Let's predict the probability of a no-show for a person with the following parameters:

  • Gender: Male
  • Age: 30
  • Hipertension: 0
  • Alcoholism: 0
  • Handicap: 0
  • SMS_received: 0
  • days_in_advance: 14
  • Month_appointment_6: 0
  • Day_of_week_appointment_1: 0
  • Day_of_week_appointment_2: 1
  • Day_of_week_appointment_3: 0
  • Day_of_week_appointment_4: 0
  • Number_of_previous_apptms: 0
  • number_of_previous_noshows: 0

We used out Logistic Regression model to predict the probability of a no-show of this imaginary person. This gave us our baseline probability: 46%

We will now try to increase the parameters for our 3 most important variables to see how the predicted probability will be changing.

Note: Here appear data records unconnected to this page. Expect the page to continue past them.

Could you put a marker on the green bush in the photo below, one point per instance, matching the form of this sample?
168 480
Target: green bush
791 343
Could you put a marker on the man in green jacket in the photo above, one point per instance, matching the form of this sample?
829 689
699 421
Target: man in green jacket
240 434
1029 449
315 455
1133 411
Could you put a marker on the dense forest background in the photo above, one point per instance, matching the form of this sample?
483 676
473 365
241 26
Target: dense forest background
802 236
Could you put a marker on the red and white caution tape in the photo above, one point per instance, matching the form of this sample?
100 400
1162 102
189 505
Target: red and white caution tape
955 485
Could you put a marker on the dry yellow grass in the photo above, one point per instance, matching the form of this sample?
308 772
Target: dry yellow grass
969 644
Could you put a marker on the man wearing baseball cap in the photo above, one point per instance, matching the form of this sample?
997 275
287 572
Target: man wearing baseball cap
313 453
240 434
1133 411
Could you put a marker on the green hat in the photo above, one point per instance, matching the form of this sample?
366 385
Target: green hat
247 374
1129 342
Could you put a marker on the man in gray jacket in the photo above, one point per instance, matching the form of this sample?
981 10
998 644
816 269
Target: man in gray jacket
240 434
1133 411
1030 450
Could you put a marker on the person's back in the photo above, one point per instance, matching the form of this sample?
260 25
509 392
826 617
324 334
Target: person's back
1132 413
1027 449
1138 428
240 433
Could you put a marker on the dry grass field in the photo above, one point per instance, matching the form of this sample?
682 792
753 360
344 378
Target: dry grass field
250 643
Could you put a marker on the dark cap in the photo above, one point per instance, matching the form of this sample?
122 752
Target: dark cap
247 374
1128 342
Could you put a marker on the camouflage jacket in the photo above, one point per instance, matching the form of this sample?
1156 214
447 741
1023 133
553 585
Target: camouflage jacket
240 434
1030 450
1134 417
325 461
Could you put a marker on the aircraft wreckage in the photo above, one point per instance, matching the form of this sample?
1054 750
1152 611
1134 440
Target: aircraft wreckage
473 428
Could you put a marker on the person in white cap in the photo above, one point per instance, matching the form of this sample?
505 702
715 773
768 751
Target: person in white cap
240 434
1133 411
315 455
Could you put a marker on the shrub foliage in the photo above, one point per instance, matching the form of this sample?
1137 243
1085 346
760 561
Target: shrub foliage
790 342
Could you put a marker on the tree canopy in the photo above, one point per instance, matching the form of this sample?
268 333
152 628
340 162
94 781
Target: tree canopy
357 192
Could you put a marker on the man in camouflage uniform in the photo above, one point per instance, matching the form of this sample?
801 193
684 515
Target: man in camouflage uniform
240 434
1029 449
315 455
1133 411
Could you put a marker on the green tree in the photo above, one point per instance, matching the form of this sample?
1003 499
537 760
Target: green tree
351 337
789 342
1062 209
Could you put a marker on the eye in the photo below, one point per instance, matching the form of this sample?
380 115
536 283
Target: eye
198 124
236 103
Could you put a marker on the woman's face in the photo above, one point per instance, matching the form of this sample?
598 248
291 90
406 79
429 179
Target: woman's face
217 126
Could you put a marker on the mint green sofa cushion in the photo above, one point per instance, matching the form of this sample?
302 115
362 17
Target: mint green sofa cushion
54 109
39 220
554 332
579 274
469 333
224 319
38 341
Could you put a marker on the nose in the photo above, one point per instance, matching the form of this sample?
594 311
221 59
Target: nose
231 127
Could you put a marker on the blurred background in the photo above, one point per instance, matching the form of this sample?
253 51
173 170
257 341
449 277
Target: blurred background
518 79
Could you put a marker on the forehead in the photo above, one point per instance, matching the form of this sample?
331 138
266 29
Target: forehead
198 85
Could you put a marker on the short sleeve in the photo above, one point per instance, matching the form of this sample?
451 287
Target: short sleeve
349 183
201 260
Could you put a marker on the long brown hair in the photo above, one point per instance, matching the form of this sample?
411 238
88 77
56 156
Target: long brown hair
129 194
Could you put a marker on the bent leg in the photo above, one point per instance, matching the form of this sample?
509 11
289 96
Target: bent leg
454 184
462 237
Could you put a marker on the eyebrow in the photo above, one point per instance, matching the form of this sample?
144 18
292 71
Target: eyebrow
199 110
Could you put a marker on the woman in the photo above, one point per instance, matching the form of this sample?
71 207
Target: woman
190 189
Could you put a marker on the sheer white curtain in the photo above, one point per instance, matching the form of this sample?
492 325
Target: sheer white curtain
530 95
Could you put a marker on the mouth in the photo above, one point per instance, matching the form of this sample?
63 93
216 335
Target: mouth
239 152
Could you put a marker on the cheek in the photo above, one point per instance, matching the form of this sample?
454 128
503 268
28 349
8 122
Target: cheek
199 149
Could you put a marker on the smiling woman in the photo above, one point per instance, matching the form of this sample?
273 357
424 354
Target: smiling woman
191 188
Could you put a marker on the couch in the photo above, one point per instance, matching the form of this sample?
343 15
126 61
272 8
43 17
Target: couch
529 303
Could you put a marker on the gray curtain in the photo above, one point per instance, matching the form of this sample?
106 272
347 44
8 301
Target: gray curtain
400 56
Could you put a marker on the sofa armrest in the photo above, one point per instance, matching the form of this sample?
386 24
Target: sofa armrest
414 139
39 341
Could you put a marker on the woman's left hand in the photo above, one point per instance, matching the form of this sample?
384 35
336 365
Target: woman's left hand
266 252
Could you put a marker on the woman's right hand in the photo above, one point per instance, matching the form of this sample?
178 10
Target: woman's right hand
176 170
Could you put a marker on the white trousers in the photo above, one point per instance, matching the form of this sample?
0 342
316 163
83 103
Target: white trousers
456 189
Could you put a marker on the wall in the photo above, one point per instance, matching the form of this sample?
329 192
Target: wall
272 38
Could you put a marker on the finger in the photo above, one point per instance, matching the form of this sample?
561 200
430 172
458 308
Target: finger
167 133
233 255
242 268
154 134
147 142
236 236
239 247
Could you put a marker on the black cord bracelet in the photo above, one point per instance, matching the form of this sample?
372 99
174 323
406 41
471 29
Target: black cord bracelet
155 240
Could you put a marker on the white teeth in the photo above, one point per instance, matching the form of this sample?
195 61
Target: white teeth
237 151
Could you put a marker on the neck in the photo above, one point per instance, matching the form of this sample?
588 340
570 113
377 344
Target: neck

  1. Number of previous no-shows: increase from 0 to 1 Increase of probability from 46% to 61%

  2. Number of previous no-shows: increase from 1 to 2 Increase of probability from 61% to 74%

  3. Appointment in June: Decrease of probability from 74% to 64%

  4. Received SMS notification: Increase of probability from 62% to 72%

It is counter-intuitive that recieving SMS will increase the probability of a no-show. The description of the dataset states that "SMS_received = 1 or more messages sent to the patient". That could mean that the value 0 indicates that more than 1 SMS was sent for those patient, which might explain the positive relationship between a no-show and SMS_recieved variable.